Liquibase® version 3.8.5 is now available! Get it for free.
2018 XML Announcement
News All Previous Posts >>

Subscribe for email updates

- and/or -

Achieving Continuous Delivery at Fidelity Investments with IBM UrbanCode and Datical

Liquibase Best Practices

This page describes a number of best practices that you can apply on your project.
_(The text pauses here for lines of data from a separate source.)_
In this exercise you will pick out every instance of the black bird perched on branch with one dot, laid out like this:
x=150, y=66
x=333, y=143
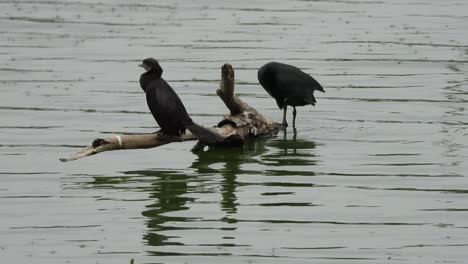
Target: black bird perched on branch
x=167, y=108
x=289, y=86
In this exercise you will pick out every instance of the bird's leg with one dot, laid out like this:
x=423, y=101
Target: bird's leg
x=294, y=117
x=285, y=124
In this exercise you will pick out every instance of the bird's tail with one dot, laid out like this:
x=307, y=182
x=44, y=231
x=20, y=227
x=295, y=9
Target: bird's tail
x=204, y=134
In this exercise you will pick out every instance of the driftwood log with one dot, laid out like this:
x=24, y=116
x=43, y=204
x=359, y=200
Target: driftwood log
x=242, y=123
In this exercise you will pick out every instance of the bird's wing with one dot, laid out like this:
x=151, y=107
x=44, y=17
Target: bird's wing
x=166, y=106
x=297, y=82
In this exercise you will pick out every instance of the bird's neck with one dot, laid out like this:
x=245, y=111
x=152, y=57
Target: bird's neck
x=147, y=77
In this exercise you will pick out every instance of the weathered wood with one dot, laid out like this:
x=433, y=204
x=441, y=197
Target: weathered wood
x=243, y=122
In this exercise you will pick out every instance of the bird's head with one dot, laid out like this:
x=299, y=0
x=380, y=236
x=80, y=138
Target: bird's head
x=151, y=65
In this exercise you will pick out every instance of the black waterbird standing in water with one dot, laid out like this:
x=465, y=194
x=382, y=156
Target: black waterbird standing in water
x=167, y=108
x=289, y=86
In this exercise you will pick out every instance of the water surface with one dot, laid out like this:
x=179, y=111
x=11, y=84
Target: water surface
x=375, y=174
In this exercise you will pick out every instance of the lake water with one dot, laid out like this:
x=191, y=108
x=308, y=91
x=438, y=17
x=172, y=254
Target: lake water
x=377, y=172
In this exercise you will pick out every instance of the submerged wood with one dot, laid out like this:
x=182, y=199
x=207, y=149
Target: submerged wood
x=243, y=122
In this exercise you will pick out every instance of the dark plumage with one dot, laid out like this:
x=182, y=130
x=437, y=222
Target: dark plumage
x=166, y=106
x=289, y=86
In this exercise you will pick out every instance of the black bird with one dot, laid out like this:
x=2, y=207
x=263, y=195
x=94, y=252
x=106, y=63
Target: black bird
x=289, y=86
x=167, y=108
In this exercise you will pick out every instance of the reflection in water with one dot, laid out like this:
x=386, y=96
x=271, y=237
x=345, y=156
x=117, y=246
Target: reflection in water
x=231, y=160
x=172, y=192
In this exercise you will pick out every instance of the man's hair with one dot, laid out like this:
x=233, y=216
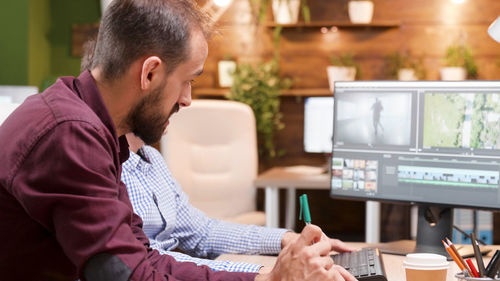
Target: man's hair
x=131, y=29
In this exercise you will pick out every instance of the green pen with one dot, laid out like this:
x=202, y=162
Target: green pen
x=304, y=209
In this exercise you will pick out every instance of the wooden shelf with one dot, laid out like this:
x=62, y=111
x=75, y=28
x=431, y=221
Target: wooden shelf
x=222, y=92
x=344, y=24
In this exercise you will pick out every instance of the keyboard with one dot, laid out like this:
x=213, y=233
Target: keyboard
x=365, y=265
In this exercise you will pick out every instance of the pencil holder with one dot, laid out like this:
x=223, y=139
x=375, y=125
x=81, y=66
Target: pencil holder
x=461, y=277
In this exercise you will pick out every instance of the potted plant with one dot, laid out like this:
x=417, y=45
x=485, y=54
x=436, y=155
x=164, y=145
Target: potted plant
x=402, y=66
x=360, y=11
x=259, y=87
x=284, y=11
x=342, y=68
x=459, y=63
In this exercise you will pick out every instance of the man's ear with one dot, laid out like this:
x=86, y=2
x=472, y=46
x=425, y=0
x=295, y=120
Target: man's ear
x=150, y=72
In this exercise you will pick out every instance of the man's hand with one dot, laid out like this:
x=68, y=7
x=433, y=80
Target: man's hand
x=307, y=258
x=337, y=245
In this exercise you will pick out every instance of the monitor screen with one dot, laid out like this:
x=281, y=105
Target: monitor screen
x=435, y=143
x=424, y=142
x=318, y=123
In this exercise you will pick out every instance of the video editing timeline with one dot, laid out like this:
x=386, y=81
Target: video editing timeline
x=421, y=139
x=354, y=174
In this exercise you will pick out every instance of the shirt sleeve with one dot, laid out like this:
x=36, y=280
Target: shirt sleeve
x=217, y=265
x=68, y=184
x=206, y=237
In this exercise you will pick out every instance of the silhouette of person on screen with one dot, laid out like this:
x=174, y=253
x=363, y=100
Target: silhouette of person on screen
x=377, y=108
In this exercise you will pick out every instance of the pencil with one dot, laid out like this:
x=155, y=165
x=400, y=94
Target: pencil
x=453, y=256
x=472, y=268
x=454, y=249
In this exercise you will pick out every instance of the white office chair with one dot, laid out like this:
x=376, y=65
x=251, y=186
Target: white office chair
x=211, y=149
x=11, y=97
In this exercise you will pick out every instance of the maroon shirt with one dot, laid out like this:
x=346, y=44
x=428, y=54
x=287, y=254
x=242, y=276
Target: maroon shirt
x=61, y=197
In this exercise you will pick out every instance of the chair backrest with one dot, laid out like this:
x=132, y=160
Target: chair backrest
x=211, y=149
x=11, y=97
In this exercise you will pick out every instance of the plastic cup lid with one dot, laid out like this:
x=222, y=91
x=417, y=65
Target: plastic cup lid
x=425, y=260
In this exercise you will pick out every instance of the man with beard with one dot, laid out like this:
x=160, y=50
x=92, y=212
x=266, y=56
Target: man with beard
x=64, y=212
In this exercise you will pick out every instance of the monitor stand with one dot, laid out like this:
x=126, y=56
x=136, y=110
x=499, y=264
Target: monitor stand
x=434, y=225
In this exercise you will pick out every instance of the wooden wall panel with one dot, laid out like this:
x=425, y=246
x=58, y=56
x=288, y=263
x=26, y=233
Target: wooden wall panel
x=426, y=28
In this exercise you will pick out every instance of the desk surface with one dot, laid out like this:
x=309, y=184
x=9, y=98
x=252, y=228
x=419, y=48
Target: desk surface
x=393, y=264
x=303, y=177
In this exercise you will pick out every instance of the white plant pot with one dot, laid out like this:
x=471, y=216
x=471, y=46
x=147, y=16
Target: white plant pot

Organizing your changeLogs

The most common way to organize your changelogs is by major release. Choose a package in your classpath to store the changelogs, preferably near your database access classes. In this example, we will use com/example/db/changelog

Directory Structure

    com
      example
        db
          changelog
            db.changelog-master.xml
            db.changelog-1.0.xml
            db.changelog-1.1.xml
            db.changelog-2.0.xml
          DatabasePool.java
          AbstractDAO.java

db.changelog-master.xml

The master.xml includes the changelog for the releases in the correct order. In the example above it could look like this:

<?xml version="1.0" encoding="UTF-8"?> 
<databaseChangeLog
  xmlns="http://www.liquibase.org/xml/ns/dbchangelog"
  xmlns:xsi="http://www.w3.org/2001/XMLSchema-instance"
  xsi:schemaLocation="http://www.liquibase.org/xml/ns/dbchangelog
                      http://www.liquibase.org/xml/ns/dbchangelog/dbchangelog-3.8.xsd">

  <include file="com/example/db/changelog/db.changelog-1.0.xml"/> 
  <include file="com/example/db/changelog/db.changelog-1.1.xml"/> 
  <include file="com/example/db/changelog/db.changelog-2.0.xml"/> 
</databaseChangeLog> 

Each of the included XML files needs to be in the same format as a standard XML database change log, something like this:

<?xml version="1.0" encoding="UTF-8"?> 
<databaseChangeLog 
  xmlns="http://www.liquibase.org/xml/ns/dbchangelog" 
  xmlns:xsi="http://www.w3.org/2001/XMLSchema-instance" 
  xsi:schemaLocation="http://www.liquibase.org/xml/ns/dbchangelog
                      http://www.liquibase.org/xml/ns/dbchangelog/dbchangelog-3.8.xsd"> 
  <changeSet author="authorName" id="changelog-1.0">
    <createTable tableName="TablesAndTables">
      <column name="COLUMN1" type="TEXT">
        <constraints nullable="true" primaryKey="false" unique="false"/>
      </column>
    </createTable>
  </changeSet>
</databaseChangeLog> 

The db.changelog-master.xml is the changelog you pass to all Liquibase calls.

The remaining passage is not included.